Si les initiatives de monnaies locales peuvent prendre plusieurs formes, elles partagent habituellement la vision d’une économie à échelle humaine, localisée et soutenable sur le plan environnemental. Un circuit de monnaie locale introduit une certaine restriction territoriale de la circulation des biens et services, souhaitant ainsi contribuer au développement endogène d’un territoire. Une véritable transformation écologique doit viser la réduction des flux de matières et d’énergie. Par conséquent, les nouvelles activités localisées doivent se substituer et non pas s’additionner aux flux suprarégionaux.
En plus, la monnaie locale ne peut qu’être un levier parmi d’autres pour cette transformation des territoires. D’autres formes de monnaies, telles que le crédit mutualisé interentreprises, pourraient également y jouer un rôle. Mais surtout, ces projets monétaires doivent s’insérer dans un mouvement plus large qui fédère les acteurs de la transformation dans le but de créer une masse critique et permettant notamment de réorienter les politiques publiques régionales.

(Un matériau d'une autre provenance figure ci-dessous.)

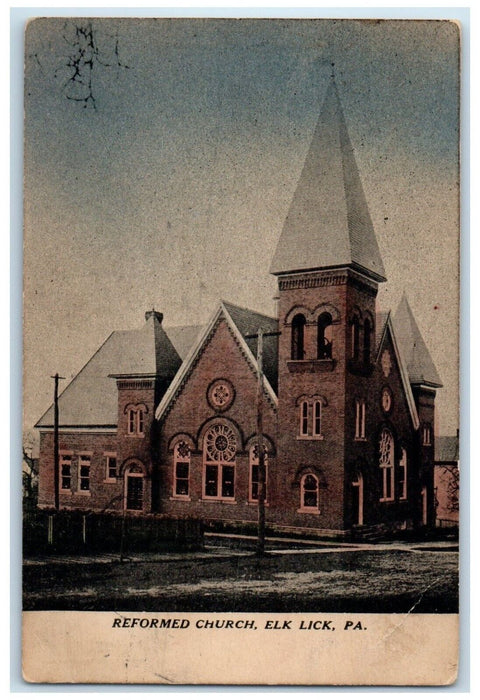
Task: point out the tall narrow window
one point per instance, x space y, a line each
181 459
254 473
140 421
132 417
403 475
111 467
355 338
309 493
387 463
65 472
367 338
298 333
360 419
304 418
427 434
84 473
219 451
324 337
317 418
136 420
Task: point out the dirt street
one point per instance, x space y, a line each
345 578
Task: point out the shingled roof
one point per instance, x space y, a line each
328 223
420 367
446 449
90 400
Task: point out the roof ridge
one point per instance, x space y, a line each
246 308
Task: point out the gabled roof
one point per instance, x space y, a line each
91 397
380 324
421 369
389 329
249 321
328 223
183 337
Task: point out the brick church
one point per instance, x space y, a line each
164 419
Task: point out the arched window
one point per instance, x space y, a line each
403 474
134 488
427 434
324 337
181 470
309 493
317 418
355 338
298 333
219 451
304 418
367 339
254 473
136 419
387 465
360 408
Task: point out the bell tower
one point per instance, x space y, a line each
328 267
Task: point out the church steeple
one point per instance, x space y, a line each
328 224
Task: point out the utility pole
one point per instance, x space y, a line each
56 474
260 335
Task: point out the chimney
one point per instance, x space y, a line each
157 314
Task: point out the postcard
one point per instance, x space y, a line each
241 312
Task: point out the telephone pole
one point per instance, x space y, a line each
260 335
56 475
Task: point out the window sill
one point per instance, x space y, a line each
310 437
314 511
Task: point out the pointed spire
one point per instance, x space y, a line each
421 369
328 224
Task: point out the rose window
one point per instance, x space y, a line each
183 449
220 444
221 394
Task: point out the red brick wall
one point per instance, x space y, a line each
364 455
102 494
326 454
222 358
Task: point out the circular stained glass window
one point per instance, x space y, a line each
220 444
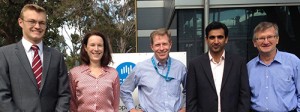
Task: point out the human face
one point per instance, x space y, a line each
95 48
216 41
161 47
33 25
267 45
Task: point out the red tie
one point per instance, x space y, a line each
37 65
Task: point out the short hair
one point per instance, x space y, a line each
216 25
34 7
263 26
161 32
106 58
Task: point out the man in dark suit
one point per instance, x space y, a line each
24 88
217 81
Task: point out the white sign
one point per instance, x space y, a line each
125 62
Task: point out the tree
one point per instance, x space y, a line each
114 18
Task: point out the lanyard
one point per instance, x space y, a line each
169 65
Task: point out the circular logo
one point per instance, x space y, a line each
124 69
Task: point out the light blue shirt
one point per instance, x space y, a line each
275 87
154 92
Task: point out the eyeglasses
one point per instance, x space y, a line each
34 22
262 39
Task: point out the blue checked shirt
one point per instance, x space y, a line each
275 87
154 92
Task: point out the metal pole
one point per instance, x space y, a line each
206 20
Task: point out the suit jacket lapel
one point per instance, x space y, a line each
227 68
21 54
46 63
208 72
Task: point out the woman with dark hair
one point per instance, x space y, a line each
94 85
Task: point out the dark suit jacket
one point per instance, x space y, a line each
18 87
201 92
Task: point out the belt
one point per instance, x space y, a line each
294 110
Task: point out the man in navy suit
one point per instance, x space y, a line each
20 91
217 81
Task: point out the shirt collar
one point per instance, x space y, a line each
211 58
159 64
27 45
277 58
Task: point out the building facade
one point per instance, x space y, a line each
186 19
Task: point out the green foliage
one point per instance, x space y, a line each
113 19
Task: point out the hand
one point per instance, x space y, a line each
135 110
182 109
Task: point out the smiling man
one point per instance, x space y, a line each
33 77
158 79
274 76
217 81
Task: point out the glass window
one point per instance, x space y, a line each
190 34
241 22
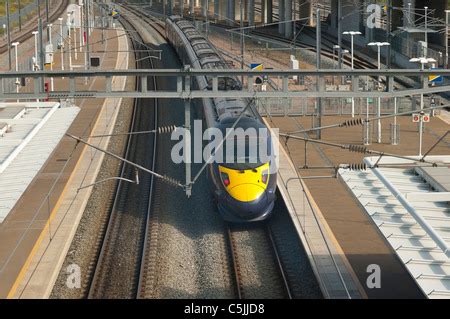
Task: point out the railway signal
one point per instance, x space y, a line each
421 118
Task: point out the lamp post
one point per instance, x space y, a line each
80 8
52 83
61 43
15 44
35 33
335 49
35 64
422 61
69 26
379 45
426 31
352 34
446 38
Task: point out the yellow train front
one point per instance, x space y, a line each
244 189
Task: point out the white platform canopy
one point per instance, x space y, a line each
412 214
29 132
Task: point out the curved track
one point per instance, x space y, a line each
271 278
26 33
118 269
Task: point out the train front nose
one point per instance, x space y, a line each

Cette proposition de colloque est portée par le Centre de recherche sur le développement territorial (CRDT), qui rassemble les chercheurs des universités québécoises intéressés par le développement territorial et plus particulièrement par les dynamiques de développement-régression qui touchent les régions non métropolitaines. Ces territoires sont soumis à des tensions qui se renouvellent continuellement. Longtemps analysées en termes économiques autour de la relation de dépendance qui lie ces territoires aux aires métropolitaines et aux capitaux extérieurs, les dynamiques de ces territoires sont aujourd’hui regardées en s’intéressant à la diversité des conditions sociales et environnementales qui les caractérisent.
La période récente apporte son lot de questions qui, si elles ne sont pas toujours nouvelles, interrogent les modalités d’une transition de nos économies et de nos sociétés vers des modèles de développement qui sachent corriger les problèmes écologiques et sociaux engendrés par des systèmes de production qualifiés parfois de « productivistes » ou « extractivistes » et bâtir de nouvelles perspectives. La récente crise sanitaire a apporté son lot de questions autour de l’organisation du travail, de l’occupation du territoire, des approvisionnements de proximité, de la numérisation. Les territoires non métropolitains ont été confrontés à des questions criantes relatives au logement, aux transports, à l’accès aux réseaux haut débit, à des mobilités inédites (temporaires ou non), voire à l’approvisionnement en denrées de base. Le secteur des services s’en est trouvé bouleversé, avec une division du travail entre celles et ceux pouvant effectuer leur travail à distance et d’autres contraints d’effectuer leurs tâches en « présentiel », sans parler des nombreux métiers qui n’ont eu d’autre choix que de se réinventer.
C’est à une réflexion autour de ces transformations qu’invite le CRDT pour ce colloque dans le cadre du congrès 2022 de l’Acfas.